The creator can hover over any node and see the full observation text. It's the difference between "the AI is learning" and "here's exactly what the AI thinks it knows about you, and you can see it evolving in real time." One tester told us it felt like reading their own therapy notes. We're choosing to take that as a compliment.

Lessons Learned (a.k.a. Things We Wish Someone Had Told Us)

Memory is more useful than configuration. We have a preferences page. Creators fill it out during onboarding. But the observations extracted from actual editing behaviour are consistently more specific and more accurate than what people self-report. "I prefer casual tone" is less useful than "Creator consistently removes the word 'essentially' and shortens hooks to under 8 words." If you're building a personalization system, observe behavior first and ask questions second. People don't know what they want until they see what they don't want.

Quality thresholds beat manual routing. We initially wrote if task_type == "synthesis": use_cheap_model() branching logic. It was ugly. It was fragile. It was the kind of code that makes future-you send angry Slack messages to past-you. Replacing that with cascadeflow's quality threshold was simpler and more robust. The threshold is a single number, and the system figures out when to escalate. We spent less time debugging routing decisions and more time tuning the threshold values themselves, which is the right knob to turn.
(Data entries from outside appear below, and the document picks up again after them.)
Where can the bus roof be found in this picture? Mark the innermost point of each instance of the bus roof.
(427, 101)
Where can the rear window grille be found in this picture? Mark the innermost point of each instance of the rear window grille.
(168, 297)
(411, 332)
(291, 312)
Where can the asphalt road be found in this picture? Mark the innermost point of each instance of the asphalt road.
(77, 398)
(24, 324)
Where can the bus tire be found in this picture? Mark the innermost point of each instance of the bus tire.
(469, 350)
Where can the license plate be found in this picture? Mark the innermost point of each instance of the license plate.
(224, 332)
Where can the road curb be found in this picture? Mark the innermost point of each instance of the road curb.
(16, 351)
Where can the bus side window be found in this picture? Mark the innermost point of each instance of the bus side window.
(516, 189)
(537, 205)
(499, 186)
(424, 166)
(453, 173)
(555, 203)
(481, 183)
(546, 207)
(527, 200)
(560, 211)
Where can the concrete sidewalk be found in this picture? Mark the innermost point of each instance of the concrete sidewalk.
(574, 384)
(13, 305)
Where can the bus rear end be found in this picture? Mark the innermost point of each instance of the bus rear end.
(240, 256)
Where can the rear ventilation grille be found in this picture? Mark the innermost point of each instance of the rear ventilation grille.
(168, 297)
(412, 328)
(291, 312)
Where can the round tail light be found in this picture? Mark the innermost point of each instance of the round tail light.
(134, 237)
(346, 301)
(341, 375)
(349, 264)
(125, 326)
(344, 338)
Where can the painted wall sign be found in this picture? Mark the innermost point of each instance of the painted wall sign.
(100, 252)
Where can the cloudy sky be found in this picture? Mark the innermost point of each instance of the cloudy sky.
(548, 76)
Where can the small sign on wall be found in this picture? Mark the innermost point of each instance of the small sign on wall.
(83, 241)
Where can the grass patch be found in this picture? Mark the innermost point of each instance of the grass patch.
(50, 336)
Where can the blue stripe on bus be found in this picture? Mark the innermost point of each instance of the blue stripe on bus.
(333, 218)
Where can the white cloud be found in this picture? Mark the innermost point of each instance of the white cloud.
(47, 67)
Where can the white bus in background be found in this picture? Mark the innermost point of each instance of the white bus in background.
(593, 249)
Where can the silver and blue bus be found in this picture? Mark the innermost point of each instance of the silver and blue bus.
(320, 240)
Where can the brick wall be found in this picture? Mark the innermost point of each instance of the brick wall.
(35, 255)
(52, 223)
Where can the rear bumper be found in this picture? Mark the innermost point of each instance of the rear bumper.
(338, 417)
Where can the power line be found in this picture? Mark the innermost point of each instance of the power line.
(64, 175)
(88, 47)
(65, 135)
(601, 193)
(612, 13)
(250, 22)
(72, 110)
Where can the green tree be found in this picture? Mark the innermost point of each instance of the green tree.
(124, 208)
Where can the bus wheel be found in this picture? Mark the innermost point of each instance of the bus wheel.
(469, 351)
Tag your memories at write time. We initially stored observations as plain text and tried to classify them at read time using keyword heuristics. It worked about as well as you'd expect, which is to say it didn't. Switching to Hindsight's tag parameter (e.g., tags=["editing-behaviour", "draft-edit", "linkedin"]) meant that recall queries and graph construction could use structured metadata instead of parsing free text. The 30 seconds of effort at write time saved us hours of heuristic maintenance and approximately three existential crises.
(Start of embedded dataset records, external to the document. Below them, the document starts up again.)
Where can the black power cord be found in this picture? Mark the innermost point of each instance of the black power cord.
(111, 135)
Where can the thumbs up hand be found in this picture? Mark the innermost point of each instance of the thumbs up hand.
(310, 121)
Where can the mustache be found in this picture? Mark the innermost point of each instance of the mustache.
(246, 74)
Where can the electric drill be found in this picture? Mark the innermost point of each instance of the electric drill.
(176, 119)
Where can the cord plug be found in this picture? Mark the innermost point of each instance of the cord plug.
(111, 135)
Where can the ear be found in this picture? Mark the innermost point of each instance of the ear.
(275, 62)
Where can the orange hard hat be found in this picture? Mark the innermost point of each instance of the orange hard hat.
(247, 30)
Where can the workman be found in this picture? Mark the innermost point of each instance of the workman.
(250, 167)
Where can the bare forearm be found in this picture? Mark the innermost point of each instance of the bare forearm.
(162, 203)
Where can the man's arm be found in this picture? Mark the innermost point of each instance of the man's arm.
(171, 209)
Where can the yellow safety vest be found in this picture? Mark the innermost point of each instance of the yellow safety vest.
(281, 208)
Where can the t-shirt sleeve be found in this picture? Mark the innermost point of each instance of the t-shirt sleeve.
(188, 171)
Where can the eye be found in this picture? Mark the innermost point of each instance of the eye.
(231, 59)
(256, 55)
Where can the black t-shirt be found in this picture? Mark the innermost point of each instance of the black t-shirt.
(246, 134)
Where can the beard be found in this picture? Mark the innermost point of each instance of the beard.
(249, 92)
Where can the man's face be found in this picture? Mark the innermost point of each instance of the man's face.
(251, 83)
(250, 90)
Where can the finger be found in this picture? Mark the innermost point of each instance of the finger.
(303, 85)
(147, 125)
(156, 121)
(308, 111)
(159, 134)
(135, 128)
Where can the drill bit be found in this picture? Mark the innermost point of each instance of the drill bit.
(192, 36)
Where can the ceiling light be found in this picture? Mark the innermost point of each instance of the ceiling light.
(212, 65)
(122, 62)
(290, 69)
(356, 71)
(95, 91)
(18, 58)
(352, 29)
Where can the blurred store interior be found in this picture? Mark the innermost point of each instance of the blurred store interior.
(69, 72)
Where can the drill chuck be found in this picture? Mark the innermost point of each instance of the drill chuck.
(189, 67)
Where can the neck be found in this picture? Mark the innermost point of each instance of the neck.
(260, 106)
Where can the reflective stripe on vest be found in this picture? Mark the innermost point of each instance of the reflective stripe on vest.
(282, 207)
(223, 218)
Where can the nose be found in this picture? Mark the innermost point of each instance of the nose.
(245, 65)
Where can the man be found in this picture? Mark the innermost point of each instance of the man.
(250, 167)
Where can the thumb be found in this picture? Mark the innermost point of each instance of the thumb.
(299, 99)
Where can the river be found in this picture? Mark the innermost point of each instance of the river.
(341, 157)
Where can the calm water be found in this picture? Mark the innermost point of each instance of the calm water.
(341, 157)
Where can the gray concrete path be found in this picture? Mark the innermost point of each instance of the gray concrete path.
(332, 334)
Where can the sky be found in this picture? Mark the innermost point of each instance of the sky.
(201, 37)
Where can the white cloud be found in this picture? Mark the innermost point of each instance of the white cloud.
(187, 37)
Show the user what you learned. The intelligence graph isn't a gimmick. In our early testing, creators would see observations they disagreed with ("Creator prefers formal tone" when they thought they were casual) and immediately edit a few more drafts to correct the signal. The memory system self-corrected because the creator could see the model's assumptions and naturally generated counter-evidence. Transparency creates a better feedback loop than any amount of prompt engineering. Your users will train your system for free if you just show them what it thinks.

Fail gracefully at every stage. YouTube throttles downloads. Whisper sometimes hallucinates timestamps (it once confidently transcribed silence as a TED talk). Claude occasionally returns malformed JSON that would make a parser weep. Every stage of our pipeline has a fallback: failed clips become YouTube embeds, missing memories trigger universal heuristics, broken JSON gets regex-parsed as a last resort. The system never shows a blank screen. It always shows something, and that something improves as the infrastructure cooperates. Ship the 80% solution. The remaining 20% will fix itself when you're not looking.